In my view, what's going on here is in some ways similar. Weak aliases
are the right mechanism in all cases, but if you hide that with
different usage-specific macros, you create a barrier to reading where
the reader might think there's something more complicated going on
behind all the different macros.

As for weak functions rather than aliases, it was a conscious choice
early on to use a minimum number of gcc- or gnu-linker-specific
features. Unlike other weak symbol related features, weak aliases are
universally available on all unix-like toolchains; they were even part
of SVID, which specifies #pragma weak to define them; a C99 compiler
following this practice would necessarily need to support _Pragma
weak, which could be used to define the weak_alias macro in a
"portable" way. Whether there's any practical value now to minimizing
the use of non-essential gcc features is open to question, but I see
no need to gratuitously increase the number used.

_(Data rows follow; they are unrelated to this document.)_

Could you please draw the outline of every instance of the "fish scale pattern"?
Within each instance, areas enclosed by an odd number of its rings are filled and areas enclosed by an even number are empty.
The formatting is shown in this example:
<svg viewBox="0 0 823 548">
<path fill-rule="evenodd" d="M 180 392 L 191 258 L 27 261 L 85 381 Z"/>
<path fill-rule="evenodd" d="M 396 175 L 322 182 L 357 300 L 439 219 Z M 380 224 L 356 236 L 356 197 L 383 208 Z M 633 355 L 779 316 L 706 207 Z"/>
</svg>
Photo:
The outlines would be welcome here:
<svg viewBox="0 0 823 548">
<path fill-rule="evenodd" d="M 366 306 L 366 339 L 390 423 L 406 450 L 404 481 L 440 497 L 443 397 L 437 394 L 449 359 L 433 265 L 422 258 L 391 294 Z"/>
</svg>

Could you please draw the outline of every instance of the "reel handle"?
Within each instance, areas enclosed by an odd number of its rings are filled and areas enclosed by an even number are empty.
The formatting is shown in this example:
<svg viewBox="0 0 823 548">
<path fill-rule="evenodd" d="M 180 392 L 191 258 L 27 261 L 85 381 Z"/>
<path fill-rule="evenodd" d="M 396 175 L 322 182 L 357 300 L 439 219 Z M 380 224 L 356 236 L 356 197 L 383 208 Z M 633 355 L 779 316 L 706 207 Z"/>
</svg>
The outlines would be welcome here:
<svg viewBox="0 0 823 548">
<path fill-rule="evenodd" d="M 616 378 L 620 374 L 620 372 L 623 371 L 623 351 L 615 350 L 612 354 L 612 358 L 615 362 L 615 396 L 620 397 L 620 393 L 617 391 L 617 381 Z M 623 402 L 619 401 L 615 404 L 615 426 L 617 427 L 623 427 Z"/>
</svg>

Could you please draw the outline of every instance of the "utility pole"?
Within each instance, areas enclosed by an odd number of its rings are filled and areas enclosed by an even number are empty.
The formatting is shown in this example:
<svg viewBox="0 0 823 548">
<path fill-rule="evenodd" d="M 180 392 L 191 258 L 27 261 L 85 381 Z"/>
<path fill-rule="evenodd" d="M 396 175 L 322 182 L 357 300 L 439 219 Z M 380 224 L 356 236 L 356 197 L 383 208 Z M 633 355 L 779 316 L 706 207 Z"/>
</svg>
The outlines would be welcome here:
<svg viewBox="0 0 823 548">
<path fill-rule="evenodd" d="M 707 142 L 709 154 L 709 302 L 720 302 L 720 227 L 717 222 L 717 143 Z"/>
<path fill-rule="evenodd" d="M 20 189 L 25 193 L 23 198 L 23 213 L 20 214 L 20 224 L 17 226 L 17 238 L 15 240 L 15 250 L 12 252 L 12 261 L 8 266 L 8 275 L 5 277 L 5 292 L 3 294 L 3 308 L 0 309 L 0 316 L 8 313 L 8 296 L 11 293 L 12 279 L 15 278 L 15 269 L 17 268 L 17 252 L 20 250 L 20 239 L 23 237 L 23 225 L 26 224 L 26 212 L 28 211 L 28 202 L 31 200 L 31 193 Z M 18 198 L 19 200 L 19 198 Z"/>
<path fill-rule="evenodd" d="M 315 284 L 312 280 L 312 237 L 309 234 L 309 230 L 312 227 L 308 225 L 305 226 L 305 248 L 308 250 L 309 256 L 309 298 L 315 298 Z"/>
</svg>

With that said, one thing I highly agree with in your patchset is
documenting the different weak alias tricks used in musl --
specifically, commenting on which weak aliases are expected to be
replaced by strong definitions, and under what conditions those strong
definitions come into place.

I also can see some use for having common dummy functions, but I'd
have to review how you're proposing to do it because I remember
looking into this before and finding that it didn't work as I
expected. However, the savings are likely to be very small, since
dummy functions are typically just 1-2 bytes on x86 (depending on the
-mtune mode) and 4 bytes on risc archs.

I'll give a more detailed review of individual patches later; I just
wanted to get this email off so you have ideas early on where you're
probably going to run into differences of opinion.